No entanto, para que haja maior escrutínio, em vez de se estar só a divulgar os ajustes diretos quando estivessem já assinados, poderia fazer sentido que se divulgasse, de antemão, os próprios convites que são dirigidos às entidades privadas para que apresentem uma proposta para o ajuste direto, logo que os mesmos tivessem lugar. Todos os potenciais concorrentes passariam, dessa forma, a estar informados que, em vez de abrir um concurso público, o organismo público optou por iniciar um processo de ajuste direto, convidando um particular em concreto a apresentar uma proposta.

Admito que essa medida pudesse ser dispensada quando se estivesse diante de valores pouco significativos, de modo a evitar-se uma litigância excessiva que, eventualmente, levaria à paralisação da tomada de decisões em temas de gestão corrente ou do dia-a-dia. Mas situações que envolvam adjudicações de montantes avultados, não podem deixar de estar sujeitas a um maior controlo, segundo critérios de proporcionalidade.

7 Menos burocracia e progressiva digitalização.

É imprescindível que se proceda, cada vez mais, ao recurso às tecnologias digitais na tramitação dos processos de decisão pública. Que se implemente um verdadeiro “e-Governo”.

Como se alertou em relatório divulgado em fevereiro do ano passado pela “Business at OCED” – um grupo que representa o setor privado junto da Organização para a Cooperação e Desenvolvimento Económico (OCDE) –, «o primeiro passo para a adoção de soluções de administração pública eletrónica é transformar os sistemas analógicos e baseados em papel em sistemas digitais, abertos e simples. (…) Isto permite que os governos aumentem a transparência e a responsabilidade, reduzam a burocracia e diminuam as interações diretas entre empresas e governo (B2G) entre indivíduos e funcionários públicos, o que, por sua vez, reduz as oportunidades de suborno tanto do lado da “procura” como da “oferta”».

Ainda que o ser humano continue a ter um papel determinante (e insubstituível) na tomada final de decisões, não pode ser minimizado o potencial que lhe pode trazer um algoritmo que, num curtíssimo espaço de tempo, e analisando enormes quantidades de dados e um histórico dos últimos vinte anos (para não dizer mais), lhe transmita recomendações, previsões e relatórios, para a formulação de juízos mais rigorosos e objetivos.

E tal solução poderia revelar-se fundamental não só para avaliar propostas em concursos públicos, mas também para auxílio das próprias atividades de fiscalização e inspeção, permitindo que se identificasse comportamentos desviantes e, com isso, mitigar progressivamente os riscos a ocorrer.

Estas várias medidas que proponho neste meu artigo são só algumas das que se afigurariam necessárias, à luz de todas as preocupações sentidas na comunidade.
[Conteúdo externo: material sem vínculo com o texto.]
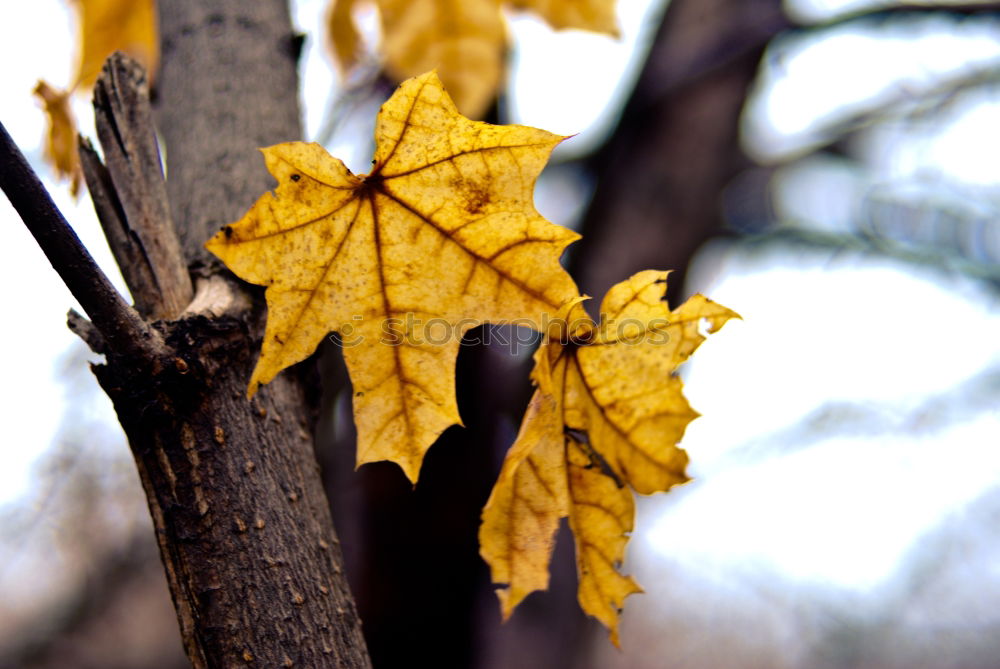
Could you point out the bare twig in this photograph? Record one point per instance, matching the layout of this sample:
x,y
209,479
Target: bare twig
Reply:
x,y
121,326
Há muitas outras, importantes também. Relevante, contudo, é que se encete a discussão do tema, em vez de se prosseguir na defesa do status quo, ou a apontar o dedo sempre que algo não corre bem. Ou a fazer remendos na lei em resposta a casos pontuais.
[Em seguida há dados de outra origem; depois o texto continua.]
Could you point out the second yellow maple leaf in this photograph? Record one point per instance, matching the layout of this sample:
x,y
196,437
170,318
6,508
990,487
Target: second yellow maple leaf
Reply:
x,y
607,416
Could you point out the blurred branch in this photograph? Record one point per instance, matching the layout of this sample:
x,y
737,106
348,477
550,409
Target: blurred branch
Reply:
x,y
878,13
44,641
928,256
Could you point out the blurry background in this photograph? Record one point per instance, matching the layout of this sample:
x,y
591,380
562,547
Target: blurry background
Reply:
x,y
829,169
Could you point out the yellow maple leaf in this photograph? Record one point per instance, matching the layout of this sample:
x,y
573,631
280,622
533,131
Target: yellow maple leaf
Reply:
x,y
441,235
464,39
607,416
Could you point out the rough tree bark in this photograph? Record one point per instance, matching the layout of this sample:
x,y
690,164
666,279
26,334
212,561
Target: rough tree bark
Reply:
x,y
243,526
James Madison, quarto presidente dos Estados Unidos, afirmava que “se os homens fossem anjos, nenhum governo seria necessário”. Isso é verdade, os políticos são humanos e não seres seráficos, absolutamente perfeitos e insensíveis. É impossível erradicar a falha humana. No entanto, continuava de seguida o mesmo estadista que, “se os anjos governassem os homens, nem controles externos nem internos sobre o governo seriam necessários”. Lá está o reverso da medalha.